Joanna jumped. Scott stood at the bottom of the stairs, his hands hidden in his sweatshirt pouch. His eyes glowed, as if she’d turned a flashlight on some wild animal in the woods.
Joanna pressed her hand to her breastbone. She could feel her heart through her thin sweater. “H-How did you get here?”
Scott gestured with his thumb toward the front door. The easiest way to get to the main house from his quarters was to exit through the door of his suite, walk all of four steps, and enter the house through the mud room, which led to the kitchen. Instead, Scott had walked the whole way around the outside of the house to this door, the front door. He had to know that Joanna and Sylvie and Charles were convened in the kitchen. The smell of banana bread was overpowering, penetrating the thick walls.

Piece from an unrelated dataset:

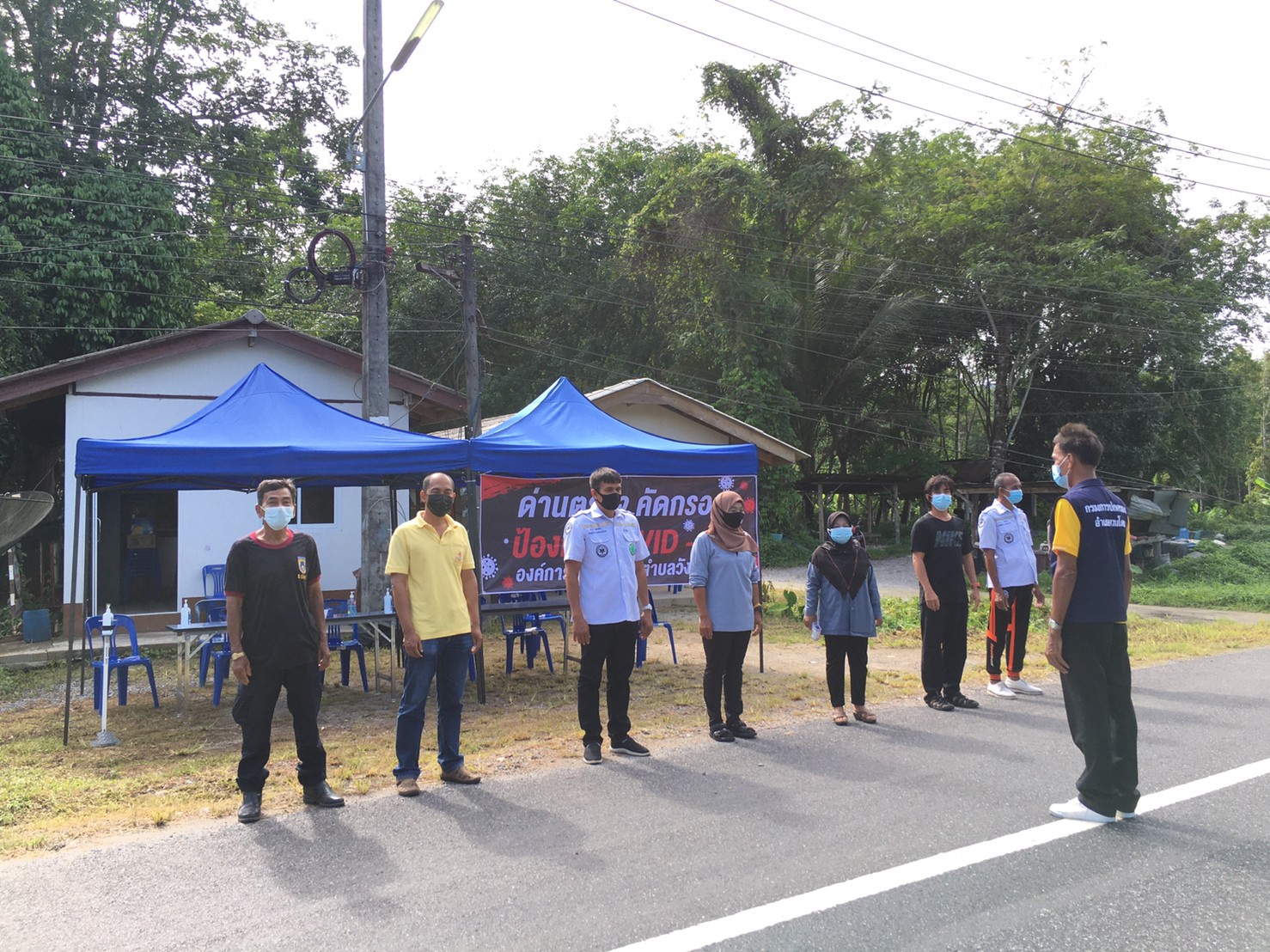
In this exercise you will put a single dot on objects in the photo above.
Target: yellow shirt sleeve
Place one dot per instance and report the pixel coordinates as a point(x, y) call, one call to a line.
point(1067, 528)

So he’d avoided them. Of course he didn’t want to see them. Was it because he didn’t want to answer their questions about the incident? Although that was laughable; they wouldn’t ask him questions. No one ever asked Scott questions. Sylvie would flutter about, shove a piece of bread at Scott, and hover over him obsequiously until he ate it. Joanna would make small talk, busying her hands with the bread knife or the catalogs. And Charles would sit silent, seething. Scott wouldn’t have to face anything. Everyone always tiptoed around him, even when he hadn’t done anything wrong.